Horry County considers stiff new penalties to protect animals

HORRY COUNTY, SC (WMBF) Horry County Officials may be looking to crack down on animal abuse and provide aid to stray animals.

The Horry County Public Safety Department is currently reviewing plans to create stiffer penalties for people convicted of animal abuse crimes, as well as better defining proper animal care.

County Spokeswoman Lisa Bourcier said the goal of the proposed law change is to make sure people know what it means to provide adequate food, shelter and water for domesticated animals.

"The County is...just trying to better define our definitions," Bourcier explained.  "And [also] trying to put in a little heavier penalties as well."

One of the penalties would include the possibility of prohibiting convicted animal abusers from owning a domesticated animal for up to two years.

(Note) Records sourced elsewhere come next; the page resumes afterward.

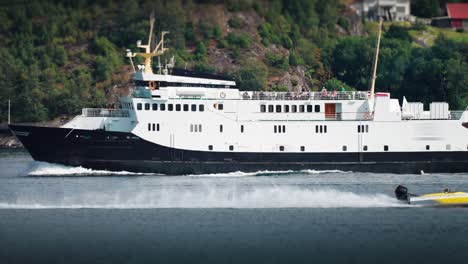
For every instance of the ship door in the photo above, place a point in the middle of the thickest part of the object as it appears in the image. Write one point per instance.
(330, 111)
(360, 144)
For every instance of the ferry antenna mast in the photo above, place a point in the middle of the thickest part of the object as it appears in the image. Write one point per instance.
(376, 59)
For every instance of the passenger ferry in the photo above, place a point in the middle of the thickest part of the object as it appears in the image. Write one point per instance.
(180, 122)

Conway resident Bobby McDowell, a self proclaimed animal lover, says he believes the county's rules on animal care are vague and in dire need of an update.

"[The ordinance] has no meat, no backbone to it," he stressed. "Which means our [animal control] officers can't do their jobs."

Other ideas being considered by the Public Safety Committee are the prohibition of animal hoarding, creating a low cost spay and neuter program, creating a catch and release spay and neuter plan for stray animals, and requiring all pet owners to implant their pets with I.D. microchips.

Bob Bonsigner, President of the "Sav-R-Cats" animal advocacy group, said he is particularly pleased with the catch and release spay and neuter program, one he is helping county officials develop.

"The trap, neuter, return program...we find very essential to the reduction of the population of [stray] cats," Bonsigner explained.

The County Public Safety Committee will discuss the proposed changes to the county animal ordinance during their next meeting on Feb. 16, and will likely make a recommendation to the Horry County Council to move or not move forward with the plan.

However the county proceeds, McDowell says he believes something needs to be done.

"Regardless of your religious beliefs, we are here to take care of [animals], just like we are here to take care of each other," McDowell said.